A key difference between the hypergeometric distribution and the binomial distribution is that the former is a discrete probability distribution, while the latter is a continuous probability distribution. This means that the hypergeometric distribution deals with situations where the number of possible outcomes is finite and countable, while the binomial distribution deals with situations where the number of possible outcomes is infinite and uncountable. For example, if you roll a die 10 times, the number of possible outcomes is finite and countable (1, 2, 3, 4, 5, or 6), so we would use the hypergeometric distribution to determine the probability of getting a specific number of 6’s. On the other hand, if you measure the length of a piece of wire to 10 decimal places, the number of possible outcomes is infinite and uncountable, so we would use the binomial distribution to model the probability of getting a certain range of values.

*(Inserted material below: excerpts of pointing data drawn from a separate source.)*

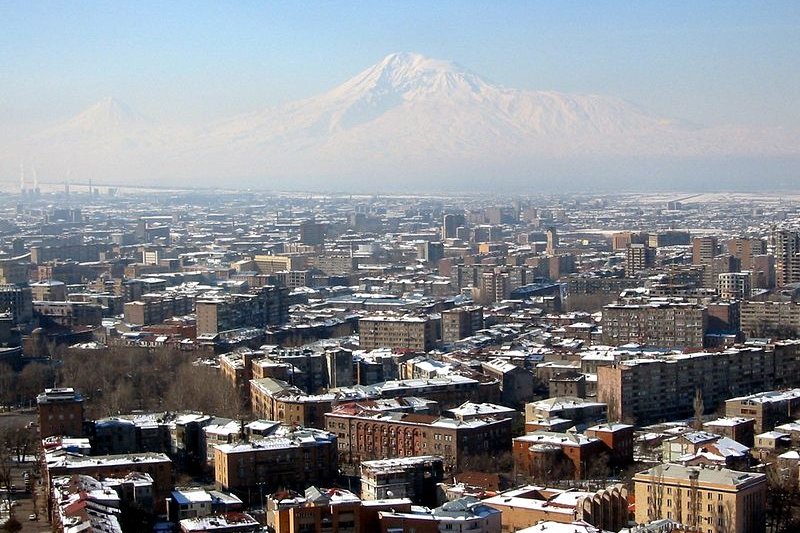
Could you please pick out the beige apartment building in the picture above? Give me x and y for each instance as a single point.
(652, 389)
(659, 325)
(768, 319)
(413, 333)
(708, 500)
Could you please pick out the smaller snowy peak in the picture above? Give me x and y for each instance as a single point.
(107, 115)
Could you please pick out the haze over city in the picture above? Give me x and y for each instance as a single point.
(399, 267)
(402, 97)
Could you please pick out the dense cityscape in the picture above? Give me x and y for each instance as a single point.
(238, 361)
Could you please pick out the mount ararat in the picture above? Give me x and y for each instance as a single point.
(411, 122)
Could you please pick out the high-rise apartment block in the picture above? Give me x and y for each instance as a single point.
(656, 324)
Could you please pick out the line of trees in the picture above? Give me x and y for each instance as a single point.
(124, 379)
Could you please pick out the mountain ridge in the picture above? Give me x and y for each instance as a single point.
(407, 111)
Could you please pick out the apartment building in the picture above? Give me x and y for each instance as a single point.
(655, 324)
(289, 458)
(412, 333)
(413, 477)
(461, 322)
(652, 389)
(61, 412)
(606, 508)
(223, 312)
(365, 434)
(464, 514)
(770, 319)
(768, 409)
(710, 500)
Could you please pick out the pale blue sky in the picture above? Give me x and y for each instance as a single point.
(707, 62)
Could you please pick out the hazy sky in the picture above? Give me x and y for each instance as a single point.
(707, 62)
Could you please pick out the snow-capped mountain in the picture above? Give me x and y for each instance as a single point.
(407, 115)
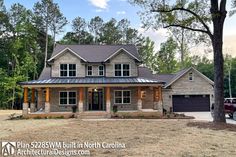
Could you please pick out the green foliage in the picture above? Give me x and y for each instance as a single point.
(166, 57)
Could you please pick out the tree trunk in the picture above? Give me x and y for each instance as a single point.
(46, 44)
(217, 43)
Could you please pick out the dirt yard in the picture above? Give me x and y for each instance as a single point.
(157, 138)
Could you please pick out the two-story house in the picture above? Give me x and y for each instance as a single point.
(104, 77)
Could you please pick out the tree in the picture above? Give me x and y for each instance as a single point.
(95, 26)
(57, 23)
(228, 69)
(146, 51)
(200, 15)
(166, 61)
(48, 16)
(79, 26)
(123, 27)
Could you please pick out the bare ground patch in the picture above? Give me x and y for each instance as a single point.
(142, 137)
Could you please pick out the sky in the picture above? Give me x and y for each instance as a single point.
(120, 9)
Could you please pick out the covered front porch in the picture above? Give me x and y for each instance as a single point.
(98, 99)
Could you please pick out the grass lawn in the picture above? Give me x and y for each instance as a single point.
(181, 138)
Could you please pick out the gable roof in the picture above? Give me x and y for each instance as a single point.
(95, 53)
(45, 74)
(179, 74)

In addition to its applications in sampling without replacement, the hypergeometric distribution has other important applications in various fields such as genetics, ecology, and epidemiology. For example, it can be used to calculate the probability of getting a certain number of disease cases in a population of a given size, without assuming that the number of cases follows a normal distribution.
One important point to note is that the hypergeometric distribution assumes that the population size is much larger than the sample size. In other words, the proportion of “successes” in the population doesn’t change significantly after each draw. If the sample size is large relative to the population size, then the hypergeometric distribution is not an appropriate model and we should use the binomial distribution instead.
In conclusion, probability distributions are powerful tools for analyzing and interpreting data in various fields. While the binomial distribution is widely known and used, it’s important to understand that there are other probability distributions that are just as essential. The hypergeometric distribution is one such distribution, which is used to model situations where we are sampling without replacement. By understanding the key differences between the hypergeometric and binomial distributions, we can choose the appropriate distribution for our analysis and avoid common mistakes.
References
- Fahidy, T. (2012). An application of hypergeometric distribution theory to competitive processes at deteriorating electrode surfaces. In Electrochemistry Communications, 282-284
- Anderson, J. & Schmidt, J. (2002). Playing Powerball?. Proceedings. Annual Conference on Taxation and Minutes of the Annual Meeting of the National Tax Association. pp. 377-382.